"Aristaeus!", a loud call reverberated from inside the house.

Immediately, Aris dropped the stick he'd been frantically waving - and turned towards the back entrance of his garden. He'd been play fighting for a while, the subject of his one-sided torment being a tree that he pummelled with great enthusiasm. Although, after a while - it grew to be quite boring.

If only his mother would just listen and deliver him a baby brother to play with.

"Aristaeus!", his mother yelled once more. This time with a layer of contempt seeping through. It was this unfamiliar inflexion that caused Aris to approach the house with less steadfast determination than he'd normally produce.

In most cases, if one were to hear their name being called; they'd promptly make their way over. Especially when it's the voice of their mother. And as much as Aris wanted to...every fibre in his body was telling him to run.

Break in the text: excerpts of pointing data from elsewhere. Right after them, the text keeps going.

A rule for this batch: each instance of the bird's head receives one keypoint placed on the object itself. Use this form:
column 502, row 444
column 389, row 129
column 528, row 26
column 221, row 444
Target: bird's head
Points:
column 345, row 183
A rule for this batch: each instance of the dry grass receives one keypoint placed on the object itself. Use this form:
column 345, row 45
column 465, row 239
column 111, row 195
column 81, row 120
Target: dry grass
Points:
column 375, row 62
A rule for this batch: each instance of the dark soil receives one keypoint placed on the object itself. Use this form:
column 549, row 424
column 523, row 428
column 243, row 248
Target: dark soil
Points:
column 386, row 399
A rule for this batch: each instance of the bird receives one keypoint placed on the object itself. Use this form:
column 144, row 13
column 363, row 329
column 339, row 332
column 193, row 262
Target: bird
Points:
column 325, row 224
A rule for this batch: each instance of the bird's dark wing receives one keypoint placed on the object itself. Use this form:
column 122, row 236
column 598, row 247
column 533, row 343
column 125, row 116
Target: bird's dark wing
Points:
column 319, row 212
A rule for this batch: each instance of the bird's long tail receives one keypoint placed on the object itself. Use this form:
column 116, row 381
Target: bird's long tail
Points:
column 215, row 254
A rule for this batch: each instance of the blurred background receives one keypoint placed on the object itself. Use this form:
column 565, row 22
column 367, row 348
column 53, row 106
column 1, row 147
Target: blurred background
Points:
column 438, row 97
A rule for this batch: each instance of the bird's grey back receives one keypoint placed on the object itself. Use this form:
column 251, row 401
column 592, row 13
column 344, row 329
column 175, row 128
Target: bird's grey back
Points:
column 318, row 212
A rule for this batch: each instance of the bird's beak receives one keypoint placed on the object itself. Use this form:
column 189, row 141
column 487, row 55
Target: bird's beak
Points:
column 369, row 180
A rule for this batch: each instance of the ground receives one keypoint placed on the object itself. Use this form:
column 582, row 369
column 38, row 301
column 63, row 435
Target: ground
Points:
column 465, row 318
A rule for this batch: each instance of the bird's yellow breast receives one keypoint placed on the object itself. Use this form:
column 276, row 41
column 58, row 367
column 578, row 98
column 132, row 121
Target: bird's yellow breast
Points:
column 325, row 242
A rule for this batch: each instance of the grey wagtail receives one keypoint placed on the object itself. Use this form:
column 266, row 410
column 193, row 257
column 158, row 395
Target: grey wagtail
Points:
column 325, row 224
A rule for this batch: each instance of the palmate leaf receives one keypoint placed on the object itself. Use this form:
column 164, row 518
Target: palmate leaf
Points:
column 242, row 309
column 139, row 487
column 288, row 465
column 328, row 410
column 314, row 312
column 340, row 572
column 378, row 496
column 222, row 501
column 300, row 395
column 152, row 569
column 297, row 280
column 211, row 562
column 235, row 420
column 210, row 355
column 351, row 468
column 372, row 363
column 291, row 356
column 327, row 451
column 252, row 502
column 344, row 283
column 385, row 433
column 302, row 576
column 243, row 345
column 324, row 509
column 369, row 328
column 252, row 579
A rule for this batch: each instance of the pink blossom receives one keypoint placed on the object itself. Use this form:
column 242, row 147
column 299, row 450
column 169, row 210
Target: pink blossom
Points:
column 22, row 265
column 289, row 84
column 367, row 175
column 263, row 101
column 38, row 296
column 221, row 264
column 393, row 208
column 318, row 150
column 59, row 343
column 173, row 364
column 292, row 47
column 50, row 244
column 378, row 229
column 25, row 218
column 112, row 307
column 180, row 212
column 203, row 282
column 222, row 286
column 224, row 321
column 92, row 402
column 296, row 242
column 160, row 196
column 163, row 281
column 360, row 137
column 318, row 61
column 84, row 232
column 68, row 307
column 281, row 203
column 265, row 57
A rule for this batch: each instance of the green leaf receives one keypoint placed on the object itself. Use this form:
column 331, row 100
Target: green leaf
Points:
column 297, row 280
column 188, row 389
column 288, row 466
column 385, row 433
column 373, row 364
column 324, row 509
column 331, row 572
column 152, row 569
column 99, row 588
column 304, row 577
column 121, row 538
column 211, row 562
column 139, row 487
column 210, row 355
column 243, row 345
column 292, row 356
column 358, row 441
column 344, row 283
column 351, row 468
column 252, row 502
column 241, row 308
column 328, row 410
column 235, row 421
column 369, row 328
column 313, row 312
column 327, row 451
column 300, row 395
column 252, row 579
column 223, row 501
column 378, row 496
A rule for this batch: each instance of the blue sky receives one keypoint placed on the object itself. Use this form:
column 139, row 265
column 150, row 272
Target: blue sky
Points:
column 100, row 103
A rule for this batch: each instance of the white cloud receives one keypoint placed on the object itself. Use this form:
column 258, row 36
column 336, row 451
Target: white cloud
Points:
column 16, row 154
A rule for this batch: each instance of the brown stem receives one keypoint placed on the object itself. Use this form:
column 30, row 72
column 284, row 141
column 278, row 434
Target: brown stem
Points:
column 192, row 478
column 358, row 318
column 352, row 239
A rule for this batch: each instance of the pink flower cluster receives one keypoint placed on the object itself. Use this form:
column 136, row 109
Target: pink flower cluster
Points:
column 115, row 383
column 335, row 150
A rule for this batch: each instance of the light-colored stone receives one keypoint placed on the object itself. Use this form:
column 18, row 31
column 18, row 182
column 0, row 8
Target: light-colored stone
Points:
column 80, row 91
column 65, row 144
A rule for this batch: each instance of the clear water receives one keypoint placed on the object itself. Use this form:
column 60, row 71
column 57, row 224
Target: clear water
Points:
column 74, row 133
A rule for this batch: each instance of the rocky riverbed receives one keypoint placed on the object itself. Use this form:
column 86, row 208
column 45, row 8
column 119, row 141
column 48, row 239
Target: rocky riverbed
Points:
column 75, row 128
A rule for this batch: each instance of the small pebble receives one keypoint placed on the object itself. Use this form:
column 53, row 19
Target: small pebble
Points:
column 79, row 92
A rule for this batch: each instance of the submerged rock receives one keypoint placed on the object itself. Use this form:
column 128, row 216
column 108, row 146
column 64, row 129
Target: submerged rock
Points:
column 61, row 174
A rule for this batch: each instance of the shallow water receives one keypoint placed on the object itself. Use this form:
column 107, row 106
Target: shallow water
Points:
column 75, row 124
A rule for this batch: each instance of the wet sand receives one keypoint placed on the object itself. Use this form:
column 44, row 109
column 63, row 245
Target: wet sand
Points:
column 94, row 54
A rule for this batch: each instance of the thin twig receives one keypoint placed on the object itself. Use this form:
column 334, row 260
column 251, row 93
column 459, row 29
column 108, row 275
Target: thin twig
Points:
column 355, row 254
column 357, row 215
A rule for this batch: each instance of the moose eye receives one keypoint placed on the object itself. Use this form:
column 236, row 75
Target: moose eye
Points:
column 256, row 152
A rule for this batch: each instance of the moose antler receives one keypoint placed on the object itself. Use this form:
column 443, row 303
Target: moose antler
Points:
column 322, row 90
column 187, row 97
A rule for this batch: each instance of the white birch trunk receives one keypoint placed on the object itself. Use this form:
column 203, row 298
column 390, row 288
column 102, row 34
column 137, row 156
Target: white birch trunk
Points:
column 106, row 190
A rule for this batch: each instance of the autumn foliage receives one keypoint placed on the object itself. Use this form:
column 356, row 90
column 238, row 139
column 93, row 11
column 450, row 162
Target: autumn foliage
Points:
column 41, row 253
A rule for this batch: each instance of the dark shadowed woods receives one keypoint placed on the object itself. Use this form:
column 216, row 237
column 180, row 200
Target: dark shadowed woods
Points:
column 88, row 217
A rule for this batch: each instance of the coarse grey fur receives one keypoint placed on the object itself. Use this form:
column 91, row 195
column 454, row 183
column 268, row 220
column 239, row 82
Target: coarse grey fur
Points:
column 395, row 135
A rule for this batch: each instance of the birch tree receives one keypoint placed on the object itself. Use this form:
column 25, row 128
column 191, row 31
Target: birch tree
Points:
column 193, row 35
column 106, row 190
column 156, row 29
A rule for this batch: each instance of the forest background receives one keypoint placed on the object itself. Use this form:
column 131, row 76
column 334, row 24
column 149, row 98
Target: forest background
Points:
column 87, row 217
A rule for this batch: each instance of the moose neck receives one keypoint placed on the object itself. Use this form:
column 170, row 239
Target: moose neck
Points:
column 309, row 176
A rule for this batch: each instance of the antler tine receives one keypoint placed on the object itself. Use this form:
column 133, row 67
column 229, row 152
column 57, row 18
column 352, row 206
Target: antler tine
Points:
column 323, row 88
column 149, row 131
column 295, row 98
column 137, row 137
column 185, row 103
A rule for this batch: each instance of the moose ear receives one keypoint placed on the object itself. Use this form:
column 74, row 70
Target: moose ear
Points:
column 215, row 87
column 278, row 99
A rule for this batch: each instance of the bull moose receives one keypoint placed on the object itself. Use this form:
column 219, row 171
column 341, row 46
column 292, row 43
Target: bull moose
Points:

"Mama's home!", it cried out again, this time accompanied by unnaturally heavy breathing and equally heavy footsteps.

Aris' mother was a tall woman, but he could be quite sure he'd never heard her make that much noise just walking. Unless she'd suddenly decided to consume the townsfolk before coming home...

With extreme trepidation, Aris grabbed hold of his stick before running to the other side of the tree. He saddled himself at its roots, clutching his 'weapon'. Not in preparation for battle, but more as a lifeline - as if it held the answers for whatever it was that seemed to be happening.

"Come...here AriStaeUS!", this time he was sure. Whoever it was, slipped up and had dropped their near-perfect impersonation. Aris didn't think he could ever recall his name being yelled with such abrasiveness.

So...could you blame him for doing the exact opposite of what the voice had ordered?

He slid himself up to his feet before turning and peeking his head from the side of the tree trunk. Large feet, and legs that went on for ages is all that he saw before he began running for his life.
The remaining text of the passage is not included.